As my confidence and enthusiasm grew, I started adding to my collection of tools, tackling ever more complex projects. The first major purchase was a table saw.
I was living in an apartment at the time, with limited space and budget. So, I got a small, portable table saw designed more for a construction job site than a fine furniture making shop. But, with care and some creative shop-made accessories (called “jigs”), I was able to do what I needed. It was a big step forward.
Several years later, finally in a house, and with a bit more disposable income, I made the leap to a more substantial table saw. Wow! The difference was amazing.
It’s not that I could suddenly do things I couldn’t do before. But, that everything was easier.
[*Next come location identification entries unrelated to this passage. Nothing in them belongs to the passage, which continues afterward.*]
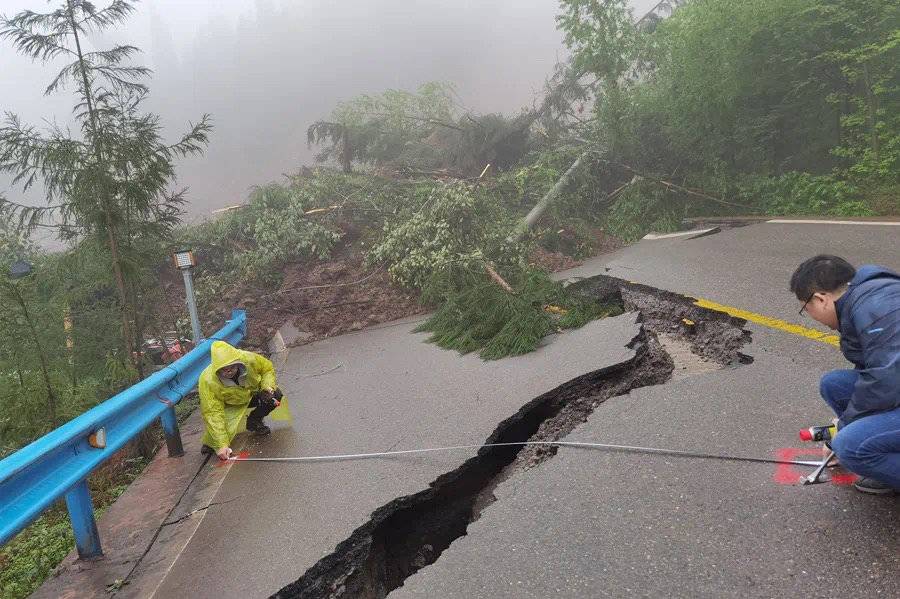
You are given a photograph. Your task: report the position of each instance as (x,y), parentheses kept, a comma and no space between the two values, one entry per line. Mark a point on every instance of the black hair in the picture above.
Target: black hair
(821,273)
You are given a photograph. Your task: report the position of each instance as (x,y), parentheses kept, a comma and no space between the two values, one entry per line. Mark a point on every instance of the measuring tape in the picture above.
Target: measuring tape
(582,444)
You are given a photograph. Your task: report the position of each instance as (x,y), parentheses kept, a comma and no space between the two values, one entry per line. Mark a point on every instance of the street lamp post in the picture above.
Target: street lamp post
(185,262)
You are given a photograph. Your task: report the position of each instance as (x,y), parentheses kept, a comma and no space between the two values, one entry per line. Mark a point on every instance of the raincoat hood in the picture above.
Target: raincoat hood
(223,403)
(222,355)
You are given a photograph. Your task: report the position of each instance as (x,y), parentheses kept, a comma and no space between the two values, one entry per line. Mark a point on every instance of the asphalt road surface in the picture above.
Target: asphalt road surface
(586,523)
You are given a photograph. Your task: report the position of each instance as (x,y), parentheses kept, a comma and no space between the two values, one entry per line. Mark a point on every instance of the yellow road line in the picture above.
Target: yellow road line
(768,321)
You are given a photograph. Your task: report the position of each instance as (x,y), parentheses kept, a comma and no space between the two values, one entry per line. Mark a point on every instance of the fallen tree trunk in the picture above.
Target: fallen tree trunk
(534,216)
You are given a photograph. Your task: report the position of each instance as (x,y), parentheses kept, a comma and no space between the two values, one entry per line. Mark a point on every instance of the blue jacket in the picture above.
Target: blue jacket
(869,323)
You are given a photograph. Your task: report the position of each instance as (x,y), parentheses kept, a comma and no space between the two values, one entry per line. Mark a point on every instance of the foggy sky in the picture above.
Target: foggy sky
(266,69)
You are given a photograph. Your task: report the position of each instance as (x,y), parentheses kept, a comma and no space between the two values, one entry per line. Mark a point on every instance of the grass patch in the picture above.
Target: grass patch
(27,560)
(483,317)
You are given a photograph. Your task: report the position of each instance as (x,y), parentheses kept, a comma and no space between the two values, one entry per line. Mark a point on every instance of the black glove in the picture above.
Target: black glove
(265,399)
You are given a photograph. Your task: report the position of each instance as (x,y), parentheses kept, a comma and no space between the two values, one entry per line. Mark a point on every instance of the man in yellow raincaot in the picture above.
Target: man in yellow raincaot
(234,381)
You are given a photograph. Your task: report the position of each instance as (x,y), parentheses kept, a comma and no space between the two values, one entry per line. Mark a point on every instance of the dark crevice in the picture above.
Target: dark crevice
(411,532)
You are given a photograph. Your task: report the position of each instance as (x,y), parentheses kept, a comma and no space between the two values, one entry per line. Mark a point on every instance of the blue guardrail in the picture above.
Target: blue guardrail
(59,463)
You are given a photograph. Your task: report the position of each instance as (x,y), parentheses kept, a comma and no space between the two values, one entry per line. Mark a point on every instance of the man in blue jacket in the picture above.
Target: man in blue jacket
(864,305)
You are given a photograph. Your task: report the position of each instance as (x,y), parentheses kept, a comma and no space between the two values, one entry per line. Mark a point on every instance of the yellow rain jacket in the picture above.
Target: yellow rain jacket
(223,404)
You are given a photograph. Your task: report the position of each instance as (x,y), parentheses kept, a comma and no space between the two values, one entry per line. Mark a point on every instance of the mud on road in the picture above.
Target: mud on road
(412,531)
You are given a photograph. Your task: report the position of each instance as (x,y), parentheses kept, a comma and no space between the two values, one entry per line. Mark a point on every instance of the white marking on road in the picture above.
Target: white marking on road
(784,221)
(654,236)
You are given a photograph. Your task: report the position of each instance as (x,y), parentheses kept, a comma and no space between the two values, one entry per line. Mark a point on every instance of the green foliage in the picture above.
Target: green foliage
(419,130)
(280,230)
(455,230)
(803,194)
(644,208)
(111,181)
(788,106)
(28,559)
(480,315)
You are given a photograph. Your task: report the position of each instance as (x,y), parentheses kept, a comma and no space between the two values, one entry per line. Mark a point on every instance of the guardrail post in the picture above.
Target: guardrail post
(81,514)
(173,435)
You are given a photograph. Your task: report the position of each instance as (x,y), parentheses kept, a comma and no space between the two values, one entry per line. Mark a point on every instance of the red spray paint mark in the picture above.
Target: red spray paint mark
(788,474)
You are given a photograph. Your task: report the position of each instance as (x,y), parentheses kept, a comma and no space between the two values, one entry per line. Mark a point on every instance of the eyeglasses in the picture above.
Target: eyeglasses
(803,307)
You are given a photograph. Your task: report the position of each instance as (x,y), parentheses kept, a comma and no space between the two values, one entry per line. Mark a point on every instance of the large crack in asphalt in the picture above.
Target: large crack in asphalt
(412,531)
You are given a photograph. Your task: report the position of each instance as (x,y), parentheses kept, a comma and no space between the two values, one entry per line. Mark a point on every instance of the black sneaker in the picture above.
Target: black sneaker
(256,426)
(871,486)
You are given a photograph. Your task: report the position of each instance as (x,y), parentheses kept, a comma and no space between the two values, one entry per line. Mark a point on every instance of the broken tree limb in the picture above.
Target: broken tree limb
(670,185)
(497,278)
(534,216)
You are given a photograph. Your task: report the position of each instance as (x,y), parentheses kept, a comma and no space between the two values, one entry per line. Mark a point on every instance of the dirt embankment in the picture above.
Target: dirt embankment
(327,298)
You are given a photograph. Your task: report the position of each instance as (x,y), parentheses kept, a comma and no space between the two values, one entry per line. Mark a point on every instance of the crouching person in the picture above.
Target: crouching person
(235,381)
(864,306)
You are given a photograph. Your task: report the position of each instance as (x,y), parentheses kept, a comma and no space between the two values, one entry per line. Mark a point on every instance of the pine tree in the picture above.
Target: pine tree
(112,181)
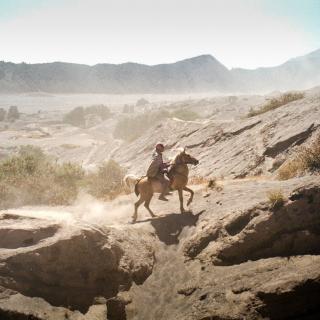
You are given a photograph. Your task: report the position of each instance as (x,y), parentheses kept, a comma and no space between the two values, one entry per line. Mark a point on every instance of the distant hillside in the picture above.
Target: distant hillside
(199,74)
(298,73)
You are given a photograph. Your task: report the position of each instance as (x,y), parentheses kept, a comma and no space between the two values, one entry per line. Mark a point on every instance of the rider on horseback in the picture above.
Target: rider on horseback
(157,170)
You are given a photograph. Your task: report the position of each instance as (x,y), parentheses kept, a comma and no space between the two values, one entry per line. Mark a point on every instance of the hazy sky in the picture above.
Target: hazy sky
(239,33)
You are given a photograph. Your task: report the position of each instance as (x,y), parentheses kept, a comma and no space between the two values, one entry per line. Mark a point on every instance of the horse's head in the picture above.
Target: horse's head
(185,158)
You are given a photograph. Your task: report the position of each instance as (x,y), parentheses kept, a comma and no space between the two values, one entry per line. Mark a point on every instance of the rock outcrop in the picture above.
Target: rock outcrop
(68,264)
(235,149)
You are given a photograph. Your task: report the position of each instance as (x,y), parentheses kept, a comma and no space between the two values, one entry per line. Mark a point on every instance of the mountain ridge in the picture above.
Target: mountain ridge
(203,73)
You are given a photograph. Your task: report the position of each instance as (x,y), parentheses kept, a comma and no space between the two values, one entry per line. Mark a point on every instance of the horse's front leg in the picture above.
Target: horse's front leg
(181,201)
(191,195)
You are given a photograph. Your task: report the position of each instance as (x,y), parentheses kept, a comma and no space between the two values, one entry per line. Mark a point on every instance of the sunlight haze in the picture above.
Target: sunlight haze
(245,34)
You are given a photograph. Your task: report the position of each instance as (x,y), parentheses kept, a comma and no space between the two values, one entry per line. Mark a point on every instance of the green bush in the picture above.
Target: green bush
(32,178)
(307,159)
(276,103)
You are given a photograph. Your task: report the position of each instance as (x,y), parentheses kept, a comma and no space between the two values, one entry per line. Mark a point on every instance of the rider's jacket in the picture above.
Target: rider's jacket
(157,165)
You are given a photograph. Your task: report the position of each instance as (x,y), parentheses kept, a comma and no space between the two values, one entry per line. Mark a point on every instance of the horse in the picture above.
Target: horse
(178,175)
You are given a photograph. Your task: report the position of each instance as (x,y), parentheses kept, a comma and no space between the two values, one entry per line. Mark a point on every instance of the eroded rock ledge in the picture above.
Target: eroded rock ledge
(71,265)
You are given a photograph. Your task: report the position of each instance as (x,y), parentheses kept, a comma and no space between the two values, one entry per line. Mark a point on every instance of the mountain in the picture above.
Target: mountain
(298,73)
(199,74)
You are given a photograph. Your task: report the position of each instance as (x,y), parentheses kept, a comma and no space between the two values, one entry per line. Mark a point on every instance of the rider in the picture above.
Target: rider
(157,169)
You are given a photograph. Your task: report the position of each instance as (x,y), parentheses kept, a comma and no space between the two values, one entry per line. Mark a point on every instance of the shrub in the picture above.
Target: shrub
(32,178)
(276,103)
(107,181)
(276,199)
(307,159)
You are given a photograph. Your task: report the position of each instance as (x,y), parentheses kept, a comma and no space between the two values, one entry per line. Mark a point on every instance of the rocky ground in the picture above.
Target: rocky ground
(235,255)
(227,259)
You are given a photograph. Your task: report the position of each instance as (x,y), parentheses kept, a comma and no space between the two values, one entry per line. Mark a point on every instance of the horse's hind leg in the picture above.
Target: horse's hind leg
(181,201)
(136,206)
(191,195)
(146,204)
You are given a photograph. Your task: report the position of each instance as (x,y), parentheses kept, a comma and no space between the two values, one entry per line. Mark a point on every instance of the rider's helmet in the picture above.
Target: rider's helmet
(159,146)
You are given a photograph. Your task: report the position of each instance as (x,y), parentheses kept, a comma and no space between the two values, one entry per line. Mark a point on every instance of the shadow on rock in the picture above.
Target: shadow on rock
(168,228)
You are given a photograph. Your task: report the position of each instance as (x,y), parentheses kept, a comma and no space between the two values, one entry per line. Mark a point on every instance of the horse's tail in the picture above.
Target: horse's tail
(136,190)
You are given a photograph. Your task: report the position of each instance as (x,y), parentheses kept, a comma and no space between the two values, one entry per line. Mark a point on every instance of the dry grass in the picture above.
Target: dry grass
(33,178)
(276,103)
(276,199)
(307,159)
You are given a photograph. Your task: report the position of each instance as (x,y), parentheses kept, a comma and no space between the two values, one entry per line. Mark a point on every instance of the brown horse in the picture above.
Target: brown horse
(178,174)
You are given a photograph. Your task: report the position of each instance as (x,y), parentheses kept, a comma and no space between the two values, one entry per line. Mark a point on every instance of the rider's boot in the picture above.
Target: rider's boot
(163,198)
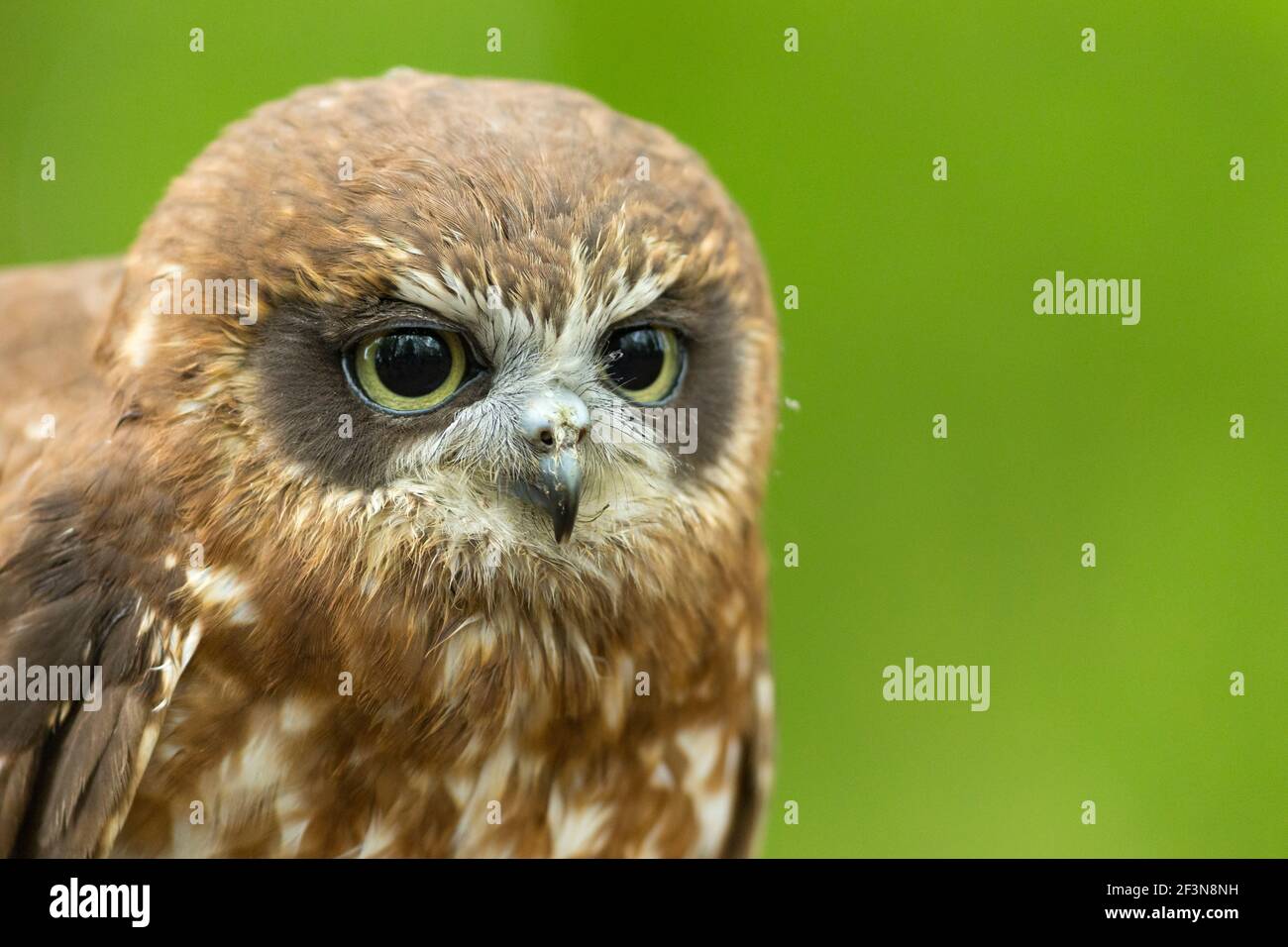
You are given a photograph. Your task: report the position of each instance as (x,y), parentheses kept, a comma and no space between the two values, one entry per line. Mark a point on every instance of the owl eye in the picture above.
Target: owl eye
(643,363)
(408,369)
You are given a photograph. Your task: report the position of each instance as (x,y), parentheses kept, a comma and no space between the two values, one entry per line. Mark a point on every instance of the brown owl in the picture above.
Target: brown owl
(397,495)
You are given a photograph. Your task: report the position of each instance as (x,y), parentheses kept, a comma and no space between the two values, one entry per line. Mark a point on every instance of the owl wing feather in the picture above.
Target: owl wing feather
(80,586)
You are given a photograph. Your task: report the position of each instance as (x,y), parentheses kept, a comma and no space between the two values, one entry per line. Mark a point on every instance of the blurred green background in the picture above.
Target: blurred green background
(1108,684)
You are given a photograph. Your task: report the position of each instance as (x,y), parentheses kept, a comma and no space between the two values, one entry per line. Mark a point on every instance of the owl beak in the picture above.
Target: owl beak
(554,421)
(557,489)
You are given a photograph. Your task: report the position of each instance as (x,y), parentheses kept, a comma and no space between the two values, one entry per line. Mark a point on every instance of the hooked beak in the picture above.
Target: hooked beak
(557,489)
(554,423)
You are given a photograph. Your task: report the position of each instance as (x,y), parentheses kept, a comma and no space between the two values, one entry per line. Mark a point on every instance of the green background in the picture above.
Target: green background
(915,298)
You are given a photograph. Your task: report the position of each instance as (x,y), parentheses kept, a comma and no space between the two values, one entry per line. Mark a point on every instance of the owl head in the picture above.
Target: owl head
(421,338)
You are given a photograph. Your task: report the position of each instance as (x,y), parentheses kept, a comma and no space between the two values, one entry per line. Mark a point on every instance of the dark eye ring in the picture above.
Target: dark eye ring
(408,371)
(643,364)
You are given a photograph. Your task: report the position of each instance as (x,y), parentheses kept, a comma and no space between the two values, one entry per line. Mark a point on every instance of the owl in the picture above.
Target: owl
(397,493)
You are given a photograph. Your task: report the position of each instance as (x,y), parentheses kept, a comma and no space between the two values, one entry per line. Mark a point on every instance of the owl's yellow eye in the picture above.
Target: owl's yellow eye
(643,363)
(410,369)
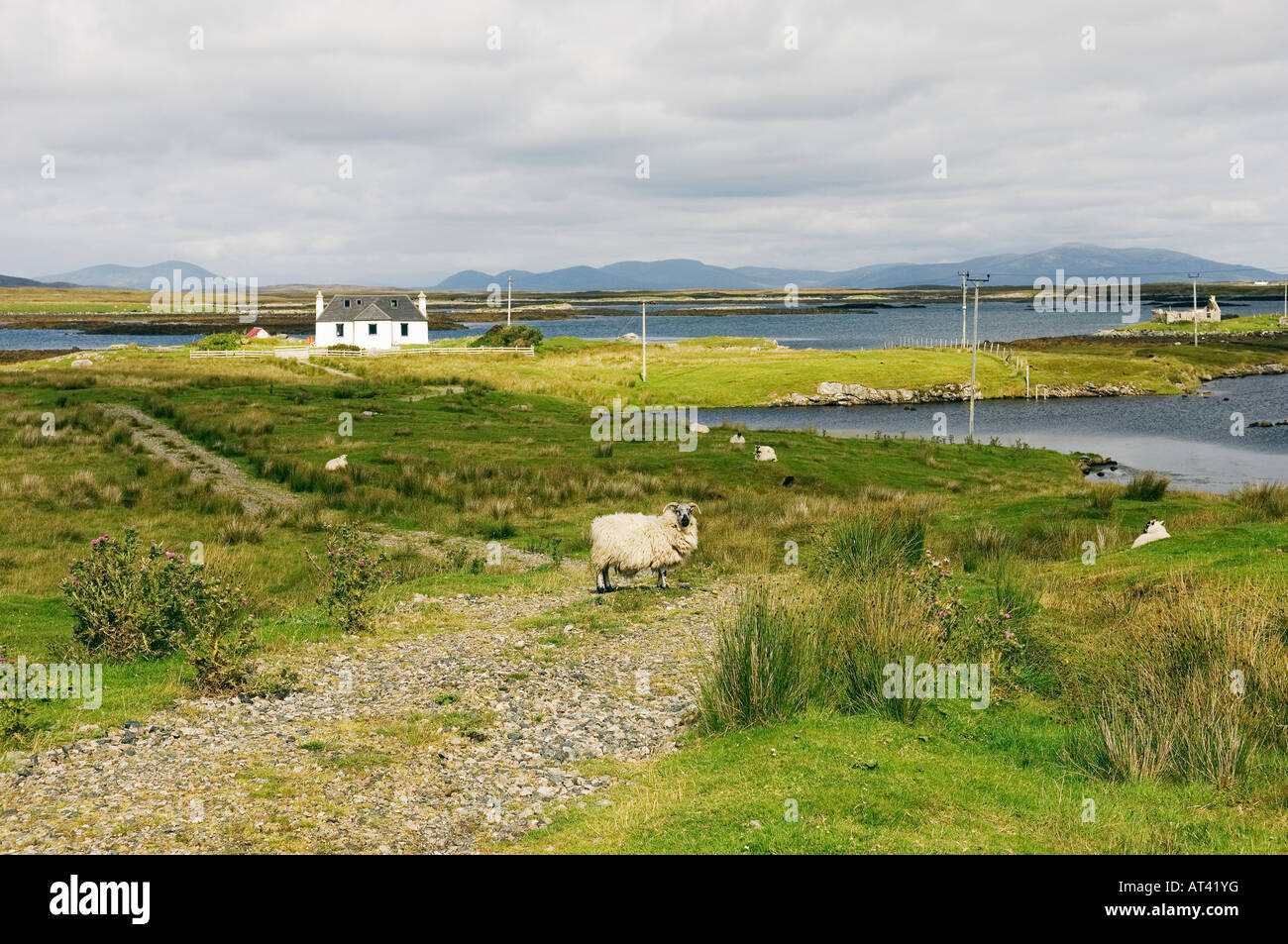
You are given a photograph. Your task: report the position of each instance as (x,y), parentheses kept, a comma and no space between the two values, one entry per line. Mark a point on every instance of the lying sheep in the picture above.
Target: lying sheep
(634,543)
(1154,531)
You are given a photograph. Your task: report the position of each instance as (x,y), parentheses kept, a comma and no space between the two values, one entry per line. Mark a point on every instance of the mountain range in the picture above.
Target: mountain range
(1074,258)
(127,275)
(1080,259)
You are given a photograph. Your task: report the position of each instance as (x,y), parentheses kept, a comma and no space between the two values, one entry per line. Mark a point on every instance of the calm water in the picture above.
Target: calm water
(1185,437)
(50,339)
(838,331)
(999,321)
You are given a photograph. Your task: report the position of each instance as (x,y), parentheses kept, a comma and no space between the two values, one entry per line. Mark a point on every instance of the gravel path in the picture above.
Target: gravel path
(471,720)
(200,463)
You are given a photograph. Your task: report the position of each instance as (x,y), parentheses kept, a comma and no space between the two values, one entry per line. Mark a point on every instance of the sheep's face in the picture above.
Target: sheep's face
(684,513)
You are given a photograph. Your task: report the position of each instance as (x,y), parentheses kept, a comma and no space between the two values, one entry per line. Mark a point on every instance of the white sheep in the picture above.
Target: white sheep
(632,543)
(1154,531)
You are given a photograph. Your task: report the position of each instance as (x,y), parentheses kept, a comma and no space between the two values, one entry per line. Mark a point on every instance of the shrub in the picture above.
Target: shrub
(509,336)
(761,669)
(226,340)
(219,646)
(353,574)
(1146,485)
(143,603)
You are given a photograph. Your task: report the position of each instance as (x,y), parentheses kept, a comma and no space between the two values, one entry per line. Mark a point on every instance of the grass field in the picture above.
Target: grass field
(509,458)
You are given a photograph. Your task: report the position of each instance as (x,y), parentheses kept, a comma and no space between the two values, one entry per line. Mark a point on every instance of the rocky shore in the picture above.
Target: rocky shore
(857,394)
(473,720)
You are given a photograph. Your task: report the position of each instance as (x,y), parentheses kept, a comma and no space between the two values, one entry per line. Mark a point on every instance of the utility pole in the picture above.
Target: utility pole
(964,274)
(974,355)
(1194,275)
(644,339)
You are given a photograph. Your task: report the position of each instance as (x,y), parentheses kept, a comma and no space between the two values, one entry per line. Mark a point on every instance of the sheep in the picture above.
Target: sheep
(1154,531)
(632,543)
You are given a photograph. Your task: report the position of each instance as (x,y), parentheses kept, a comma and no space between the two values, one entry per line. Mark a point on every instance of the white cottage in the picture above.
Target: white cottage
(372,322)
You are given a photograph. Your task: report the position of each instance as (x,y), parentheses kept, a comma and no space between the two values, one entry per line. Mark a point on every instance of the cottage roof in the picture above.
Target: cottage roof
(372,308)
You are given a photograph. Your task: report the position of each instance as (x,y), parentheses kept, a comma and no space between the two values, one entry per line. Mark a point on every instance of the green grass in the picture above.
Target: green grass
(1016,523)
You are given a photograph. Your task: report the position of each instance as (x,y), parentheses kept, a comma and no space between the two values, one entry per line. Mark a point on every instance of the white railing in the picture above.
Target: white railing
(529,352)
(230,353)
(291,351)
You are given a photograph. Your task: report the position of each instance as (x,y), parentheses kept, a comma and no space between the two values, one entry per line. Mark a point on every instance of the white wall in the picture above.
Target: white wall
(323,334)
(417,333)
(387,334)
(381,340)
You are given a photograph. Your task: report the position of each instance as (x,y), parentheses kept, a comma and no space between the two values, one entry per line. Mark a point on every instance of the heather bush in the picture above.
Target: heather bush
(133,601)
(353,574)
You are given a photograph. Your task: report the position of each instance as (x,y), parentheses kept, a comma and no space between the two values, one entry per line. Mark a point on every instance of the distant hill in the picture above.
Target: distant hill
(128,275)
(16,282)
(1076,258)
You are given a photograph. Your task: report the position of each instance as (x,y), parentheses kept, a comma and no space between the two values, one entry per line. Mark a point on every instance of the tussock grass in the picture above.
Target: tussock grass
(763,660)
(1201,685)
(1269,501)
(1146,485)
(876,539)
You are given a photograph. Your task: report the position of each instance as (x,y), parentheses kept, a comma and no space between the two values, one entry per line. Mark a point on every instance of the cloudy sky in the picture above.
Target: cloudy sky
(527,155)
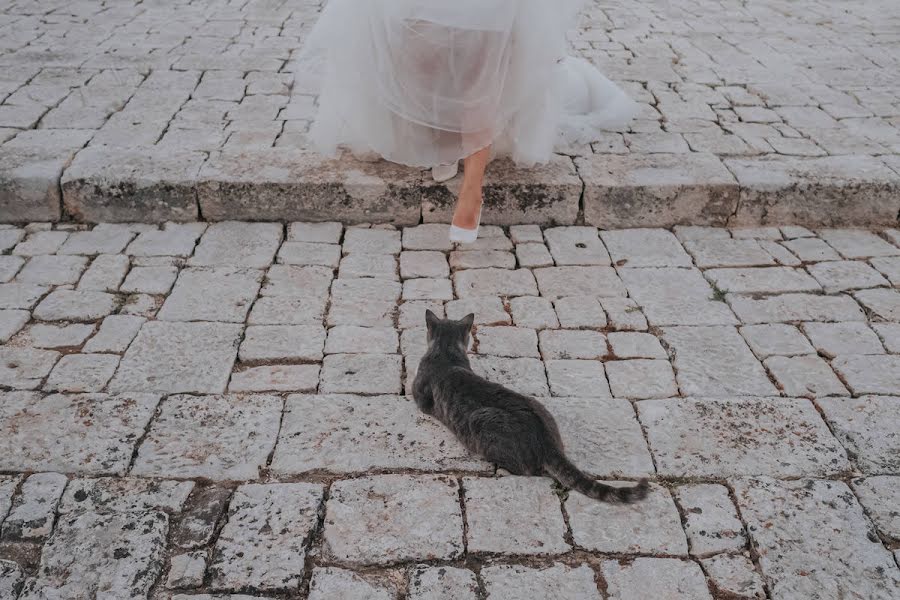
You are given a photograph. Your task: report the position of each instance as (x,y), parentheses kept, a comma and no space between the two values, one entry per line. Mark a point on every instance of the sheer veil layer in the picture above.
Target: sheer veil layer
(428,82)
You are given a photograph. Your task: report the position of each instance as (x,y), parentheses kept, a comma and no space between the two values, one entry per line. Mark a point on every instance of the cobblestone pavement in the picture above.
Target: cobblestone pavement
(195,410)
(751,113)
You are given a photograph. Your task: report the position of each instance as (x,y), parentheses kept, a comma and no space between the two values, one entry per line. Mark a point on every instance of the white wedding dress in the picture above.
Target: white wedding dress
(429,82)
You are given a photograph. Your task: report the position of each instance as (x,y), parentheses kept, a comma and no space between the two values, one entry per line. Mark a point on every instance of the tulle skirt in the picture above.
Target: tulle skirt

What used to take 30 minutes to set up a convoluted series of supports and guides to make a cut now took 30 seconds.
The more I used this new toy (ahem, tool…), the more I kicked myself for not making this investment sooner. And the more I laughed thinking about the gyrations I used to go through to make what was now a simple pass through the saw.
Have you had this experience?
Perhaps you like to bake. Once you move from a hand-held wooden spoon to a KitchenAid stand mixer, everything becomes so much easier.
What are the tools you use every day? Where are you going through complicated gyrations to make it work?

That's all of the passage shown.